- Church: Episcopal Church
- See: Navajoland Area Mission
- In office: 1979-1982
- Successor: Steven T. Plummer
- Previous post: Suffragan Bishop of Oklahoma (1963-1979)

Orders
- Ordination: October 5, 1942 by Stephen Keeler
- Consecration: May 20, 1963 by Robert R. Brown

Personal details
- Born: June 17, 1917 Red Wing, Minnesota, United States
- Died: June 7, 2007 (aged 89) Edina, Minnesota, United States
- Denomination: Anglican
- Parents: Frederick Warren Putnam, Margaret Bunting
- Spouse: Helen Kathryn Prouse ​ ​(m. 1942)​
- Children: 3

= Frederick Putnam =

Frederick Warren Putnam, Jr. (June 17, 1917 – June 7, 2007) was the first Episcopal bishop of the Navajoland Area Mission. He also served as Suffragan Bishop of Oklahoma and Assistant Bishop in Minnesota.

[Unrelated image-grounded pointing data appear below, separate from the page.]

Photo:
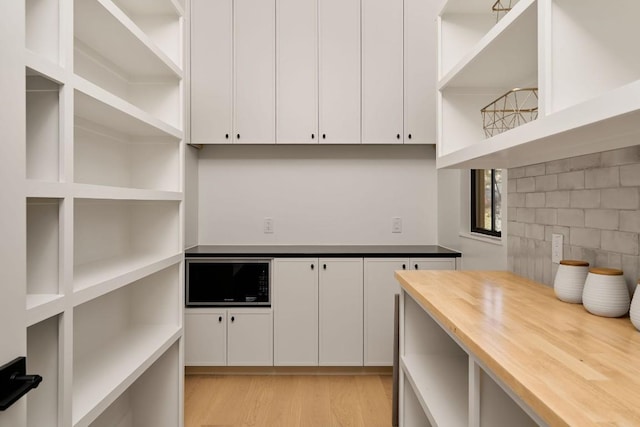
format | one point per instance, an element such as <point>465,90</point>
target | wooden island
<point>480,348</point>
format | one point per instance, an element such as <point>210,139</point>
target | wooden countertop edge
<point>473,349</point>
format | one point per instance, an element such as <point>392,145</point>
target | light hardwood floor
<point>288,400</point>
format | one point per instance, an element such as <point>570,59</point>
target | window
<point>486,197</point>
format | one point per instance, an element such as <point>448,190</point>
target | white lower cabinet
<point>234,337</point>
<point>318,311</point>
<point>380,286</point>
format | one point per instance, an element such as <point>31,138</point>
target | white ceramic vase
<point>634,312</point>
<point>569,281</point>
<point>606,293</point>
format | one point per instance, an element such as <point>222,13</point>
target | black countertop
<point>328,251</point>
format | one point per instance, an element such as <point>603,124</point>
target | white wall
<point>478,253</point>
<point>317,194</point>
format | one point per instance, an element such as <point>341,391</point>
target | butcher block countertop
<point>572,368</point>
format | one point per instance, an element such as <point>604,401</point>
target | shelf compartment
<point>585,37</point>
<point>43,246</point>
<point>506,57</point>
<point>160,20</point>
<point>43,350</point>
<point>118,336</point>
<point>43,127</point>
<point>156,388</point>
<point>42,28</point>
<point>113,238</point>
<point>106,156</point>
<point>114,53</point>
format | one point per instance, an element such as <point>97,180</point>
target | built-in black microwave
<point>215,282</point>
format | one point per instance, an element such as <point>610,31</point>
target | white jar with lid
<point>606,293</point>
<point>569,281</point>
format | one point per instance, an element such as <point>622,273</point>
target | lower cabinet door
<point>250,338</point>
<point>205,337</point>
<point>340,312</point>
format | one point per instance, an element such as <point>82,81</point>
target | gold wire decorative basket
<point>514,108</point>
<point>501,8</point>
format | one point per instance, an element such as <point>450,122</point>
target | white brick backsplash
<point>602,178</point>
<point>535,200</point>
<point>535,170</point>
<point>585,237</point>
<point>630,221</point>
<point>620,242</point>
<point>620,198</point>
<point>526,215</point>
<point>558,166</point>
<point>585,198</point>
<point>546,216</point>
<point>588,161</point>
<point>525,185</point>
<point>558,199</point>
<point>604,219</point>
<point>571,180</point>
<point>571,217</point>
<point>546,183</point>
<point>534,231</point>
<point>630,175</point>
<point>622,156</point>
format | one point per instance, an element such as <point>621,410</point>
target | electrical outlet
<point>556,248</point>
<point>396,224</point>
<point>268,225</point>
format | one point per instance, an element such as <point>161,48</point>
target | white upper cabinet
<point>211,71</point>
<point>339,52</point>
<point>382,71</point>
<point>297,78</point>
<point>254,66</point>
<point>420,76</point>
<point>576,54</point>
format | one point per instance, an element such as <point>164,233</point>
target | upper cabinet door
<point>339,52</point>
<point>420,71</point>
<point>254,29</point>
<point>297,71</point>
<point>382,71</point>
<point>211,71</point>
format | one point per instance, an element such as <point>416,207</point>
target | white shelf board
<point>94,279</point>
<point>604,123</point>
<point>44,67</point>
<point>104,27</point>
<point>507,56</point>
<point>45,189</point>
<point>440,383</point>
<point>152,7</point>
<point>91,191</point>
<point>95,104</point>
<point>43,306</point>
<point>104,375</point>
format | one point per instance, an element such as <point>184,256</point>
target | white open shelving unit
<point>103,194</point>
<point>576,54</point>
<point>442,384</point>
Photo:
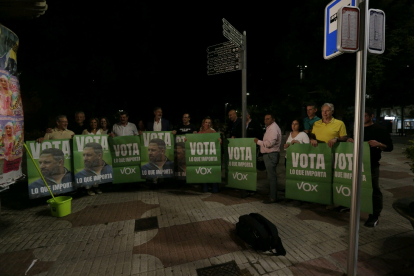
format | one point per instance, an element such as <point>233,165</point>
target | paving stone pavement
<point>197,230</point>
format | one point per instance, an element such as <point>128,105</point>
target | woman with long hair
<point>105,125</point>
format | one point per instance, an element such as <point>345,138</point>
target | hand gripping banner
<point>126,159</point>
<point>309,173</point>
<point>203,158</point>
<point>241,163</point>
<point>54,158</point>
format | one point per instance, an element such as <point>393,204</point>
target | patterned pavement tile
<point>17,262</point>
<point>231,197</point>
<point>402,192</point>
<point>394,175</point>
<point>191,242</point>
<point>106,213</point>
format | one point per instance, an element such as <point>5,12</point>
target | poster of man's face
<point>49,166</point>
<point>91,159</point>
<point>155,154</point>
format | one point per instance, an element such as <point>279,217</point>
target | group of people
<point>311,129</point>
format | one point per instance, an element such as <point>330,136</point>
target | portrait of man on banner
<point>180,164</point>
<point>52,167</point>
<point>96,170</point>
<point>159,165</point>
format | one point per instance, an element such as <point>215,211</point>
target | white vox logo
<point>307,187</point>
<point>127,171</point>
<point>239,176</point>
<point>343,190</point>
<point>203,170</point>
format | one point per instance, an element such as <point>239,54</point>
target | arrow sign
<point>222,61</point>
<point>229,55</point>
<point>224,45</point>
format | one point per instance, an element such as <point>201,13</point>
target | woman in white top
<point>93,128</point>
<point>297,136</point>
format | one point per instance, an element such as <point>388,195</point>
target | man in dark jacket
<point>379,140</point>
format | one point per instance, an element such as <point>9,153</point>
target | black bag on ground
<point>258,232</point>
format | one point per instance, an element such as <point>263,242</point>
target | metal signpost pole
<point>360,85</point>
<point>244,86</point>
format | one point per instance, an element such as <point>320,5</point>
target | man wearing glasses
<point>59,132</point>
<point>186,126</point>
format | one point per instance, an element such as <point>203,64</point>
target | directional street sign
<point>232,38</point>
<point>232,29</point>
<point>231,33</point>
<point>329,47</point>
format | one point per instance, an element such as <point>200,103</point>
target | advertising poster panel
<point>126,159</point>
<point>180,168</point>
<point>203,158</point>
<point>157,154</point>
<point>241,164</point>
<point>92,160</point>
<point>11,110</point>
<point>54,159</point>
<point>342,180</point>
<point>309,173</point>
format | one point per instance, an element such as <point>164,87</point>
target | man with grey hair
<point>328,130</point>
<point>59,132</point>
<point>58,178</point>
<point>79,126</point>
<point>159,166</point>
<point>96,170</point>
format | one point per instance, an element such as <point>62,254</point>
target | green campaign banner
<point>157,154</point>
<point>309,173</point>
<point>92,160</point>
<point>241,163</point>
<point>342,180</point>
<point>126,159</point>
<point>203,158</point>
<point>180,168</point>
<point>54,158</point>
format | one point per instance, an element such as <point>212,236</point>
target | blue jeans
<point>271,160</point>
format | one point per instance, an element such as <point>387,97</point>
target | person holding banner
<point>159,124</point>
<point>93,128</point>
<point>186,126</point>
<point>270,147</point>
<point>297,136</point>
<point>311,118</point>
<point>105,126</point>
<point>206,128</point>
<point>328,130</point>
<point>379,140</point>
<point>158,163</point>
<point>58,178</point>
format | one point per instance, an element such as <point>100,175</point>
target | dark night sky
<point>135,55</point>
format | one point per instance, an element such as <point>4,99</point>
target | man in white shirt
<point>124,128</point>
<point>270,147</point>
<point>159,123</point>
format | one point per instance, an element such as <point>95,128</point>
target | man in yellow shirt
<point>328,130</point>
<point>59,132</point>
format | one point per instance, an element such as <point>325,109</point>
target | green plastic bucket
<point>60,206</point>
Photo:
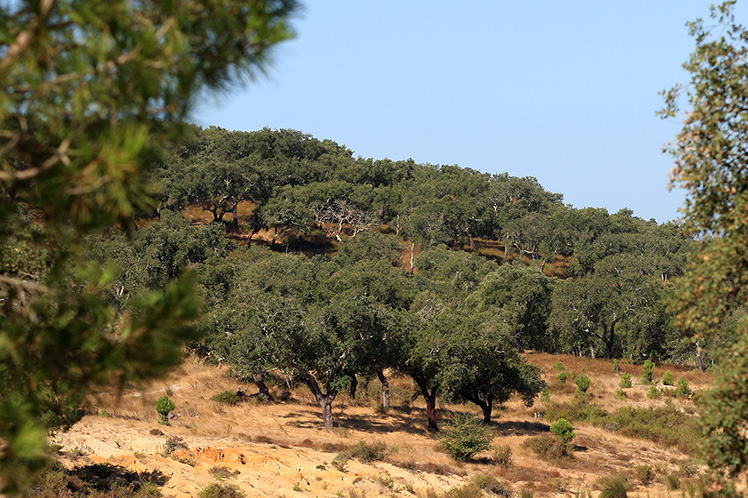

==Early life and education==
Putnam was born on June 17, 1917, in Red Wing, Minnesota, to Frederick Warren Putnam and Margaret Bunting. He studied at the University of Minnesota and graduated with a Bachelor of Arts in 1939. He also earned a Bachelor of Divinity from Seabury-Western Theological Seminary in 1942, and was awarded an honorary Doctor of Divinity in 1963. He was also a postgraduate student at the Iowa State University between 1946 and 1947.

==Ordained ministry==
Putnam was ordained deacon in March 1942 by Bishop Frank McElwain of Minnesota and priest on October 5, 1942, by Coadjutor Bishop Stephen Keeler of Minnesota at St Mark's Cathedral. He married Helen Kathryn Prouse on September 24, 1942, and together had three sons. He was priest-in-charge of the Church of the Good Shepherd in Windom, Minnesota and St John's Church in Worthington, Minnesota between 1942 and 1943, and then rector of Trinity Church in Iowa City, Iowa and chaplain at Iowa State University from 1943 to 1947. In 1947, he became rector of St Matthew's Church in Evanston, Illinois, while in 1960, he transferred to Wichita, Kansas to serve as rector of St James' Church, where he remained until 1963.

==Episcopacy==
In November 1962, Putnam was elected Suffragan Bishop of Oklahoma and was consecrated bishop on May 20, 1963, at the Municipal Auditorium in Oklahoma City by Robert R. Brown of Arkansas. He remained in Oklahoma until 1979 when he was elected as the first resident bishop of the Navajoland Area Mission. He was installed on January 27, 1979. He strived to promote civil, women's, and Native American rights. He then retired in 1982 and served as Assistant Bishop in the Diocese of Minnesota. He died on June 7, 2007, in Edina, Minnesota.